Plessey System 250

From Wikipedia, the free encyclopedia

The Plessey 250 was a computer system manufactured by the Plessey company. It was successfully deployed by the DOD for the British Army and served in the 1st Gulf War as a tactical mobile communication switch. It was only a moderate commercial success for the public telecommunication industry. System 250 is notable historically for using a pure hardware based capability architecture.

The PP-250 is one CPU in a multi-processor System-250. To protect the shared system memory capabilities provide two independent but related checks on access to any memory, first location of the memory and second the permission level of any command. Location relates to the object – its geography in memory.
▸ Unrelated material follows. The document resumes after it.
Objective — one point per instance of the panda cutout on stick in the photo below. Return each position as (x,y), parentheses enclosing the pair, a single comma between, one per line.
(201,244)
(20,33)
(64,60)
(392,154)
Command relates to the user privileges – the Privacy and Security levels of use. Two keys to the same object can give different levels of access rights, so one gets Read access and another Write access.
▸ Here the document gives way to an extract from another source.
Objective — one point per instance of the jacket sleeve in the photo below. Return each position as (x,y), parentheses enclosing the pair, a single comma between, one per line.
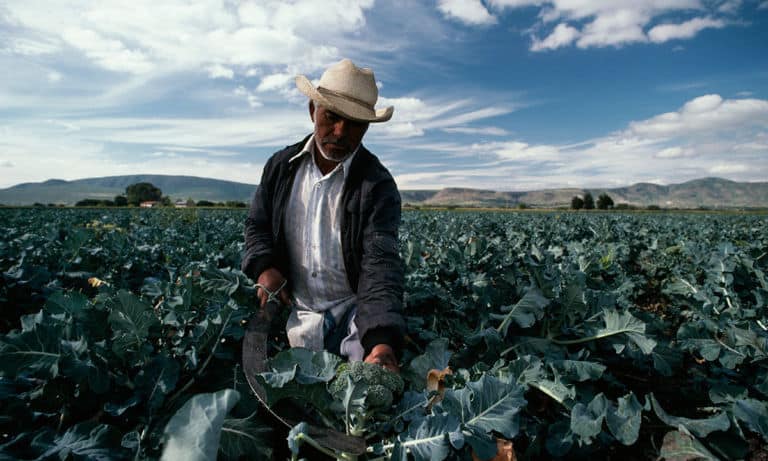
(259,244)
(379,316)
No privileged modes or modules exist in PP-250 and hence users data is not exposed to the erroneous actions of a highly privileged programms, operating system or users.
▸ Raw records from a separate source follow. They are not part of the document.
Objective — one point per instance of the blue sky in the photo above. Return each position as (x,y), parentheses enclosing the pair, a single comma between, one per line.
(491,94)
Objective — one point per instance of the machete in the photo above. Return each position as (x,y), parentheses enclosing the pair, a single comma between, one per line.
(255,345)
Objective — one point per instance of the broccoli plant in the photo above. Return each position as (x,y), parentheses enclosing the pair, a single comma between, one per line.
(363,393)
Image:System 250 Multiprocessor System (1975)

The capability system provided and exchangeable hard currency for objects and abstractions right down to a range definition of individually secured memory blocks used to build any abstraction guaranteeing its correct location, limited size and in permitted access rights for a specific user. A PP-250 capability represented a system wide unforgable handle that permits controlled access and exchange or movement of capability tokens without loss of protection within System-250. All attempted violations being checked and prevented dynamically. Faulty elements can then be isolated by revoking the set of capability tokens.

PP-250 capabilities were permanent handles to an object, confered authority and permissions and could be grouped arbitrarily on “a key ring” (in a capability block) to define access domains. This provided the principle advantage of secure and private operation withing a complex solution. In a dynamic environment the execution for PP-250 was always based purely on an instantaneous need to know, using the principle of least authority (POLA) or Principle of least privilege.

In providing confidence to meet mean time between failures of decades (50 to 100 years) it was necessary to develop Fail Safe integrity in the design. The design principle of independent auditing – where no memory compromise leading to error migration could occur even in the presence of any single hardware failure or any software exception, deliberate or accidental. Privacy and security was safeguarded through failure and through equipment maintenance.